The main character is Beth, played by Angela O'Neil doing her best Jamie Lee Curtis impersonation.  As a kid, Beth survived a horrific murderfest propagated by her brother Bobby (John C. Russell).  Bobby is still in an asylum, and you can take three guesses as to who will crash Beth's party.  O'Neil is a decent-enough actress all things considered, but that might be slightly skewed considering what we're dealing with around her.  The plot has Beth at some college that I'm not even going to look up the name of on Wikipedia wanting to pledge to a sorority (shocking, I know) and spending her first few nights at the house.  The 74-minute run time leaves precious little moments to introduce all of the surrounding characters, and it's a good thing, because it covers all the bases of slasher movie stock characters quite well.  We've got the rich girl, the slightly bitchy girl, and the fellow nice girl who maybe-sorta might survive along with Beth at the end.  It's not really interesting, with the exception of...

AMAZING SCENE ALERT.  Roughly 20 minutes into the movie, Rich Girl leaves to do...something, I can't quite remember what.  T kill time, the other girls decide to invade her expansive closet and try on her clothes, complete with CLOTHES-TRYING-ON MUSIC MONTAGE.  If that wasn't great enough, throw in the quick cuts of clothes flying in the air in time with the music and you've got some George Carlin-esque levels of comedy.

See, Beth is having all of these weird visions as she walks around the sorority house.  Through some miracle, it's the same home that Bobby killed her entire biological family in, with the script using that convenient "she blocked it out" thing to write this inconvenience off.  There IS a little bit of a twist here in that Beth and her brother seem to have a psychic link, with the latter sensing that his surviving sister has returned to their home.  Which means that it's time to break out and start killing people.  It should also be said that his breakout scene involves such cunning tactics as waiting behind a desk with a zombified look on his face and then simply getting up, nailing a double axe-handle smash and leaving.  Not quite another Amazing Scene, but it's close.

I love horror movies, but I'll be the first guy to admit that riveting plots isn't why I (and many other people) watch a lot of them.  Some horror movies have deep, subtextual plots, but definitely far from a majority.  For most horror movies, it's all about the fun factor.  Sorority House Massacre is severely lacking in this with the exception of those two borderline hilarious moments that I've already mentioned.  There's no Tom Savini or Rob Bottin-level gore effects to gawk at, there's no creative kills (it's mostly just relatively bloodless stabbings), there's not even any Crispin Glover-style quirky side characters to get involved with.  And...oh yeah, that's right, all of the side characters' boyfriends show up halfway through the movie, and the whole thing becomes suicidally boring with romantic subplots for like 20 minutes just before the killing starts.  Which promptly killed most of the interest that I had with how this turns out.

When it was released, this movie got a lot of criticism for its similarity to Halloween, and it's a fair complaint.  It pretty much ripped everything right out of the John Carpenter playbook word-for-word, with the exception of the lead heroine's psychic link with her psycho brother.  What we've got here is Halloween with all of the atmosphere, awesome music, slow-burn murder sequences and likable characters removed.  So...Rob Zombie's Halloween, then.  Wow.  Amazingly, in Zombie's SECOND Halloween film, he even had his hick version of Laurie Strode do the "psychic bond" thing with Michael.  I think I'm on to something here.  Illuminati proof confirmed.

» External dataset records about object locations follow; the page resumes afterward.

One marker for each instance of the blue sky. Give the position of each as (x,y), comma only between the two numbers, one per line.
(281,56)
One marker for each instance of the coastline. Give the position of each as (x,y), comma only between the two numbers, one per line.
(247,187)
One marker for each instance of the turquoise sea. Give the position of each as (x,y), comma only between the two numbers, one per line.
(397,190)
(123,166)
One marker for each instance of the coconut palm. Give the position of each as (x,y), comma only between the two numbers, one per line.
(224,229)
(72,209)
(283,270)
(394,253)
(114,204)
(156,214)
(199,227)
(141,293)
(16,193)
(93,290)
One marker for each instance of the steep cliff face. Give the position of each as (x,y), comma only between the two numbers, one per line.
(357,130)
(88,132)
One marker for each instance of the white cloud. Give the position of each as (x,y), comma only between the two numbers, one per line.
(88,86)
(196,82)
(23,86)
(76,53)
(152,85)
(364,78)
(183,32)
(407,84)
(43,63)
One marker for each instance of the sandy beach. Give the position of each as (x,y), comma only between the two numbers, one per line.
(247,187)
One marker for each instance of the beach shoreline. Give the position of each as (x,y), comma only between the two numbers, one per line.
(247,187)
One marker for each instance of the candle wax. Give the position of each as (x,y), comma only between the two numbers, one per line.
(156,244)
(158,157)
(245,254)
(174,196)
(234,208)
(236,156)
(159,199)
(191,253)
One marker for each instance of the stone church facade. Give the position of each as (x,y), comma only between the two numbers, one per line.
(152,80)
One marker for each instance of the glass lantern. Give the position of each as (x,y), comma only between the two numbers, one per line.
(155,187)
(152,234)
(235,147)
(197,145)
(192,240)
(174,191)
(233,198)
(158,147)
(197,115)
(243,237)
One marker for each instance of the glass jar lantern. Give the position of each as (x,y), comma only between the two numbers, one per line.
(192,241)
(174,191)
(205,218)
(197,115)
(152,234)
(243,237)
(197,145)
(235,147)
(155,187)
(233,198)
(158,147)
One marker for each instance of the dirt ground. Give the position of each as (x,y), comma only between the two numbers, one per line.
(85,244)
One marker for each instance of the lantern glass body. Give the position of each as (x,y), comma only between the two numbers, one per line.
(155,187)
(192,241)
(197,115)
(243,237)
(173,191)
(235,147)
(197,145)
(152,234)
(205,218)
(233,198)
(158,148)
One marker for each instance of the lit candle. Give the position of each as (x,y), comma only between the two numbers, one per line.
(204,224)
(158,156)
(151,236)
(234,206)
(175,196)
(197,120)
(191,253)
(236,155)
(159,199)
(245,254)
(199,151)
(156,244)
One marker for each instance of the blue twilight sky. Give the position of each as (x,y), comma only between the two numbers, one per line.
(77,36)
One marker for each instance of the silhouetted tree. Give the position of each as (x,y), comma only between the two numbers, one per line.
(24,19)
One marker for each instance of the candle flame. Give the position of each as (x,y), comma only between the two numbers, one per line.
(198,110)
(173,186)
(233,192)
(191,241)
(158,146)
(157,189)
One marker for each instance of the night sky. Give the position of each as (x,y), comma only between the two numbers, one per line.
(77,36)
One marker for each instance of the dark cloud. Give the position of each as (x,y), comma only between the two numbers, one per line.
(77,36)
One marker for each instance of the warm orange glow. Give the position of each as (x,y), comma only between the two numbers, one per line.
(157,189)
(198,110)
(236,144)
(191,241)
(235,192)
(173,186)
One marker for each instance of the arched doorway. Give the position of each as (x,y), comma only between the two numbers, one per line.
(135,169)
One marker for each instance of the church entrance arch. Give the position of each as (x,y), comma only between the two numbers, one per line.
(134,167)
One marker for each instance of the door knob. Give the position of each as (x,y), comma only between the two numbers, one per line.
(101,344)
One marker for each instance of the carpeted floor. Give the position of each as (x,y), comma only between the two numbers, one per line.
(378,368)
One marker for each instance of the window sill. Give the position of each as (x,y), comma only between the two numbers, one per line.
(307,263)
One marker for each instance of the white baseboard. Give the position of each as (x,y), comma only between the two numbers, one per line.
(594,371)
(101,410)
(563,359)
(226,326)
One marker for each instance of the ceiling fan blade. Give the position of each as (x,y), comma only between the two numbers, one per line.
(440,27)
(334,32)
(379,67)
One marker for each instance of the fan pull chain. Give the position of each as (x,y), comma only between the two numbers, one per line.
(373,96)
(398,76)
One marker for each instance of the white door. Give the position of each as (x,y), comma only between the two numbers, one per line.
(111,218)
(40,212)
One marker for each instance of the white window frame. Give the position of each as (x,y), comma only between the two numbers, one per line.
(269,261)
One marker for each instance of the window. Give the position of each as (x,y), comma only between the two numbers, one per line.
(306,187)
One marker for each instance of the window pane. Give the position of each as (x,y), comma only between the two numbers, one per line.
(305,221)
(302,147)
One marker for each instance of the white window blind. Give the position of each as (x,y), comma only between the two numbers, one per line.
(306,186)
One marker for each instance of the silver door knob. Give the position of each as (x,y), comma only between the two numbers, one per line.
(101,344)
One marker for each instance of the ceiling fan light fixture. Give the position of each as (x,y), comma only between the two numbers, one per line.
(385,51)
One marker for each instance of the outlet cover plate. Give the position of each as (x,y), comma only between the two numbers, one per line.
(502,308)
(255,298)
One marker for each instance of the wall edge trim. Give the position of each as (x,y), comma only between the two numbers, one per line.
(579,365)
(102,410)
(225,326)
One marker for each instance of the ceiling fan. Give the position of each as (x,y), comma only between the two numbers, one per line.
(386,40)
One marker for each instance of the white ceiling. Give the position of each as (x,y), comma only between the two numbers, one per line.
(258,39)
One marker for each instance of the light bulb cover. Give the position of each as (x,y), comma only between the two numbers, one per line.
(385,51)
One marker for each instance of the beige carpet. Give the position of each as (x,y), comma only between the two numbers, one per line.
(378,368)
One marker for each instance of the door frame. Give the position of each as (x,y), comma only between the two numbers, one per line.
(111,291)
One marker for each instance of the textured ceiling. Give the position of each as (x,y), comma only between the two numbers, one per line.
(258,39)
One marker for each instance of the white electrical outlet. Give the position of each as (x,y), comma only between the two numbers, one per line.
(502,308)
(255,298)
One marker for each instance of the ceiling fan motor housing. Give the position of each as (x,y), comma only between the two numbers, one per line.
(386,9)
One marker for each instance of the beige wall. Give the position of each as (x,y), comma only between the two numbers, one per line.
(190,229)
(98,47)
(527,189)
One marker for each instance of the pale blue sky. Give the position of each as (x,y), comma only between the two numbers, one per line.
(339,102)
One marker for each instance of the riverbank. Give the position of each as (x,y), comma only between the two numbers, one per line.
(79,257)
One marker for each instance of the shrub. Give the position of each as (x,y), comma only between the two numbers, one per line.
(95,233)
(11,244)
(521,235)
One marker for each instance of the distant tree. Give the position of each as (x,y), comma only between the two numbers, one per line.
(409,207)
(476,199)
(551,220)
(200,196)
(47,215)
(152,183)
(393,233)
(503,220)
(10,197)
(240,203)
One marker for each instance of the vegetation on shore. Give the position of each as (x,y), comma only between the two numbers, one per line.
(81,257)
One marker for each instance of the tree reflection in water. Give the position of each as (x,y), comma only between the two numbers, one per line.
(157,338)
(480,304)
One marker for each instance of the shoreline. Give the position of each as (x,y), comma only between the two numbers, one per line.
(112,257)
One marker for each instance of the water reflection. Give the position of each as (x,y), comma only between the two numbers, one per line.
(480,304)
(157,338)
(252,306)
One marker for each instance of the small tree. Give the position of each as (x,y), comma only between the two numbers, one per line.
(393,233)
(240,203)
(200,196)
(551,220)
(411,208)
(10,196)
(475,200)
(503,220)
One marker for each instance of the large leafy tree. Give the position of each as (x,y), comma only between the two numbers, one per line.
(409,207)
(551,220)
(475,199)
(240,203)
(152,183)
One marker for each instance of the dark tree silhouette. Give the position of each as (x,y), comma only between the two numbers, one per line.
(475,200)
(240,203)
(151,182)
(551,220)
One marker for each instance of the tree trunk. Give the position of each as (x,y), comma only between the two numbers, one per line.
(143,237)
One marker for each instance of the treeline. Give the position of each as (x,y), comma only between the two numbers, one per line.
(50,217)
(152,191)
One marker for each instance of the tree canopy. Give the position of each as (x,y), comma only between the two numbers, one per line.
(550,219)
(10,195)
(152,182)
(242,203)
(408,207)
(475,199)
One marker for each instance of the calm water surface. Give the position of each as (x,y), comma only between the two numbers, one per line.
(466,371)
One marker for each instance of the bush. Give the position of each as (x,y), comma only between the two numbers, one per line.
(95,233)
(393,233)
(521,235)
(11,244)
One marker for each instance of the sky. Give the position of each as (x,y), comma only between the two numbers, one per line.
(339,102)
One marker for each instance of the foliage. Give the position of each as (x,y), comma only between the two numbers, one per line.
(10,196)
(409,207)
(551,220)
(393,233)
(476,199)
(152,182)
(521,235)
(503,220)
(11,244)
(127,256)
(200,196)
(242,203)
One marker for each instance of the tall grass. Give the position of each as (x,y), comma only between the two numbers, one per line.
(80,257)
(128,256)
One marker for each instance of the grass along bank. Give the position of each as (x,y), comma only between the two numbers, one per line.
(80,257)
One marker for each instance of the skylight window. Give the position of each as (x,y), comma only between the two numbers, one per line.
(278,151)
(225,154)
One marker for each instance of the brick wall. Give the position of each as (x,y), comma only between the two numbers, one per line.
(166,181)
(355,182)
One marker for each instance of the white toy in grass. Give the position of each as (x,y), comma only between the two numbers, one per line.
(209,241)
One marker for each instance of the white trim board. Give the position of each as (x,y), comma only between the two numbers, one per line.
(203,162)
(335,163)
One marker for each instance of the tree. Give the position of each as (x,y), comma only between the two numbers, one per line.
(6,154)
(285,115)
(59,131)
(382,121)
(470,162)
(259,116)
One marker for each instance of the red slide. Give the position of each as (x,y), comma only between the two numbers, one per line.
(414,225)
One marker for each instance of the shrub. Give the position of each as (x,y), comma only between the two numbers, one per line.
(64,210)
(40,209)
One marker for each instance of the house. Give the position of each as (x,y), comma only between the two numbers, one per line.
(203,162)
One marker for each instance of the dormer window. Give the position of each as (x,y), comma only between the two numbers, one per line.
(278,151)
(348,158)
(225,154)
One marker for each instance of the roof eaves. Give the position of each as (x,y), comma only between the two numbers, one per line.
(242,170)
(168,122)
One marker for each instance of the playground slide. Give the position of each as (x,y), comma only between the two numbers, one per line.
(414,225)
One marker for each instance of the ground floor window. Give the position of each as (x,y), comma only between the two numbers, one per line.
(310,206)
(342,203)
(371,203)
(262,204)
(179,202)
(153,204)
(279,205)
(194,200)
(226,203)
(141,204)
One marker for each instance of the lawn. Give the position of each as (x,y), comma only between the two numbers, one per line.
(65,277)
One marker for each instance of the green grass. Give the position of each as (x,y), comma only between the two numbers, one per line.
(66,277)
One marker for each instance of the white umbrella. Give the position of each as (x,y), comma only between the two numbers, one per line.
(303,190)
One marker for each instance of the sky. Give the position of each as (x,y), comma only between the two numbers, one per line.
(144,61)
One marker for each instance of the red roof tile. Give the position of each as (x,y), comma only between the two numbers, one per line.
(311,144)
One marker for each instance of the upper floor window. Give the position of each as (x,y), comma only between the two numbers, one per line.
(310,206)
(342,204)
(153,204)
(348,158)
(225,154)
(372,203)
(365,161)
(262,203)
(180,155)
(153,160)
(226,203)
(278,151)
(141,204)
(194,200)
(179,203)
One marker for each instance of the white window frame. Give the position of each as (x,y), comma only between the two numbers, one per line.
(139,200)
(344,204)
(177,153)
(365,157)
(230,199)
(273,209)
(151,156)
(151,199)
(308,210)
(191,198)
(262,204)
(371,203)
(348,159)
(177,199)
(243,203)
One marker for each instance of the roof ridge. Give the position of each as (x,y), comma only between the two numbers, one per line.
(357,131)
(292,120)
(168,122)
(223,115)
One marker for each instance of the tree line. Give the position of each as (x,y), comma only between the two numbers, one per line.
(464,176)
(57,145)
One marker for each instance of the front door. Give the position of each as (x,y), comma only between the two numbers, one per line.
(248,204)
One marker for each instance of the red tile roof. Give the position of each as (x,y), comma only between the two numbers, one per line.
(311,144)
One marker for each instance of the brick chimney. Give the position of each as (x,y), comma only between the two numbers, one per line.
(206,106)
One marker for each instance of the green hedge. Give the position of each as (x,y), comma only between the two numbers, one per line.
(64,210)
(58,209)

That's about all I've got to say about this one, other than what the killer LOOKS like.  As in, he's pretty much just a regular dude with a regular haircut.  Kind of funny considering the way-over-the-top weird faces and masks that populated this era, but it doesn't make the movie much more interesting.  Yeah, kids, this one wasn't exactly a classic, and the best part is that there were TWO MORE of these godawful things that I haven't watched yet.  * 1/2 out of ****.

Tuesday, November 8, 2016

The Blair Witch Project (1999)

1999
Directed by Ed Sanchez and Dan Myrick
Starring Heather Donahue, Josh Leonard and Michael Williams

I'll admit it - the new trailer got me.  When I saw that Adam Wingard was going to be directing a movie called The Woods, I was confused...yet interested.  So imagine my shock when the curtain gets pulled back from this film and we all learn out that it's actually a new Blair Witch movie.  All three of you who follow this series of masturbatory reviews know that my town of 13,000 people is currently bereft of a movie theater, so thus, making me drive 40 minutes to the nearest multiplex means I'm way more than just confused...yet interested.  Nonetheless, I was there for Blair Witch 3, ready to be riveted just like I was all those years ago when this flick hit me in the face in a movie theater.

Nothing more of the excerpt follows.